Colloquium de l’IJN

Visual metaphor and the ’sentiment of (ir)rationality’

Francesca Ervas (Université de Cagliari)
Informations pratiques
15 mars 2019

ENS, Pavillon Jardin, conference room, 24 rue Lhomond, 75005


Metaphor is a cognitive process through which a (generally more abstract and less known) target conceptual domain is seen in light of a (generally more concrete and better known) source conceptual domain (Lakoff & Johnson 1980; Gibbs 1994; Bowdle & Gentner 2005). Verbal metaphor has been considered a condensed and implicit argument guiding the audience along a path of inferences to a conclusion, which attributes to the target some properties of the source (Macagno & Zavatta, 2014; Oswald & Rihs, 2014; Wagemans, 2016).
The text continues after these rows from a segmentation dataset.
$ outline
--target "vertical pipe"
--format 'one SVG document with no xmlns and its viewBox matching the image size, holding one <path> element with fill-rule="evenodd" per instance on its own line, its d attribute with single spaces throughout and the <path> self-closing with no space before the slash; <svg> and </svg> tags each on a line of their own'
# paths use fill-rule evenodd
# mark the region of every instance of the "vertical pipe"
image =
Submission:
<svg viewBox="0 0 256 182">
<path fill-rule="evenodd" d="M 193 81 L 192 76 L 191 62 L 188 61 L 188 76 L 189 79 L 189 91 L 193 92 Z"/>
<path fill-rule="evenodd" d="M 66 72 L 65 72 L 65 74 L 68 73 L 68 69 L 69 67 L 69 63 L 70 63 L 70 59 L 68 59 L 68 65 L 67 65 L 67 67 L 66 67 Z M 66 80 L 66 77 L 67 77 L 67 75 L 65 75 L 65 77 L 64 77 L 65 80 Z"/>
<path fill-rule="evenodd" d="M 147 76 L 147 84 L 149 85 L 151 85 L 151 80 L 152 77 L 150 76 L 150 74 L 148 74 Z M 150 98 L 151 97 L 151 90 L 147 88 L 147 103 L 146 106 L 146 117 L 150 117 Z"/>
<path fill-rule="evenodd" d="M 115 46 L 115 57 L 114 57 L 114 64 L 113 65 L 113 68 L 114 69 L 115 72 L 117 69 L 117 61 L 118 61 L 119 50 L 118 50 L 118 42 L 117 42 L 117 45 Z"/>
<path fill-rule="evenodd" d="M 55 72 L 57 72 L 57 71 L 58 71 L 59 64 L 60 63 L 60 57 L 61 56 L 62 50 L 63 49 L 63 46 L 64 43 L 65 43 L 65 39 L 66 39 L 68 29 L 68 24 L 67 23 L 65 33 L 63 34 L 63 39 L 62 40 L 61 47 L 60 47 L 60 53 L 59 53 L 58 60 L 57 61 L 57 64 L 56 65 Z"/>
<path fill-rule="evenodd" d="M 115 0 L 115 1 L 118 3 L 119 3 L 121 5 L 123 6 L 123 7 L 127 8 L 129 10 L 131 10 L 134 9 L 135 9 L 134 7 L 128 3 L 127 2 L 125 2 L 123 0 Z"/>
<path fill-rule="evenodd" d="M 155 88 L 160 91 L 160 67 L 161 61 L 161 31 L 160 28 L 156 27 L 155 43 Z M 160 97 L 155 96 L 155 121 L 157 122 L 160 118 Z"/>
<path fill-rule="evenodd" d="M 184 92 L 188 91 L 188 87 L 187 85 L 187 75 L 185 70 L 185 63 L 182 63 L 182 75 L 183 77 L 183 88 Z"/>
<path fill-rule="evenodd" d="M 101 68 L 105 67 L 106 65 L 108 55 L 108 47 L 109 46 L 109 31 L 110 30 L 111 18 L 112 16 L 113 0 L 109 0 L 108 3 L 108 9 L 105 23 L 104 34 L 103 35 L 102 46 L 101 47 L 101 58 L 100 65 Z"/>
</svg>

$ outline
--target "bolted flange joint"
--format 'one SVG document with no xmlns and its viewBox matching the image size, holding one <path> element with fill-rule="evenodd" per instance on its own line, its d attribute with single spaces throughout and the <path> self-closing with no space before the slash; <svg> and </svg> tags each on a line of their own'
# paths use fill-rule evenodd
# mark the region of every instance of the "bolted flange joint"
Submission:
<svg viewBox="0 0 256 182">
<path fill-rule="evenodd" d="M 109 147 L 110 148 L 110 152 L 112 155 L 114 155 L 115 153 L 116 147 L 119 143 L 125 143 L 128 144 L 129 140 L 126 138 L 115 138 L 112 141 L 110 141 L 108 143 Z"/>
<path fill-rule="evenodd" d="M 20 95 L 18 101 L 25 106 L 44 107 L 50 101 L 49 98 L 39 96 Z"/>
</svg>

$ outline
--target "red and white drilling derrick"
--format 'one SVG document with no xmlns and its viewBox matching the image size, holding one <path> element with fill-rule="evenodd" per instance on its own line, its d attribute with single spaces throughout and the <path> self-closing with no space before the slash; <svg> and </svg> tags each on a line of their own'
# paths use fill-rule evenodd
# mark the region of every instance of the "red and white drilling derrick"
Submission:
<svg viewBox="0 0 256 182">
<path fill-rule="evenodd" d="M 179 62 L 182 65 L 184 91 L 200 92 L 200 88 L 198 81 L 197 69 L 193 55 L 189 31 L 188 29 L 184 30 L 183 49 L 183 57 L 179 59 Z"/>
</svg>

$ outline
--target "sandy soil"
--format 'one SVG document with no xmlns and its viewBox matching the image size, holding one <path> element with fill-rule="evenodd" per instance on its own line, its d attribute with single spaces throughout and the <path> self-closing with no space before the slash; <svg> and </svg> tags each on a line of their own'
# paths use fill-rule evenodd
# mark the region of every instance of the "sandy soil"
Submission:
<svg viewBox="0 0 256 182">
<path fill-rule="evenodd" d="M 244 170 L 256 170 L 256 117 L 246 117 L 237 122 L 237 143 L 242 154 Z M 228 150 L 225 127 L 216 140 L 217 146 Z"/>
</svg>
However, metaphor is also a framing device with an “ignorance-preserving” trait (Arfini et al. 2018): some relevant properties of the source are selected to understand the target, while other properties remain ignored, seriously affecting reasoning (Thibodeau & Borodisky 2011, 2013; Semino et al. 2016; Burgers et al. 2016). I argued that, far from being a source of irrationality, verbal metaphor might elicit a creative and productive style of reasoning in argumentation, forcing the audience to find an alternative interpretation of the premises that guarantees a conclusion (Ervas et al. 2015, 2018).
It is less clear the relationship between reasoning and visual metaphor, where metaphor is conveyed (completely or partially) pictorially (Kennedy 1982; Carroll 1994; Forceville 1994, 1996, 2008; Ojha 2015; Pérez Sobrino 2017). Also visual metaphor has been described as a condensed and implicit argument (Tseronis & Forceville 2017), which directs the audience’s attention towards certain visual properties, possibly leading to risky inferences (Knauff & Johnson-Laird 2002; Pollaroli & Rocci 2015). There are three main problems to consider visual metaphor as a condensed and implicit argument: 1) understanding whether there are two conceptual domains; 2) understanding the directionality of the metaphor; 3) understanding the attributed properties. However, visual metaphor might elicit a creative and productive style of reasoning precisely in the process of solving these problems. I propose that a “sentiment of (ir)rationality” (James 1879) or a noetic feeling of (ir)rationality (Dokic 2012) guides reasoning via visual metaphors by tracking a disruption of existing familiar conceptualizations of objects and/or actions and a (partial) recovery of ignored properties.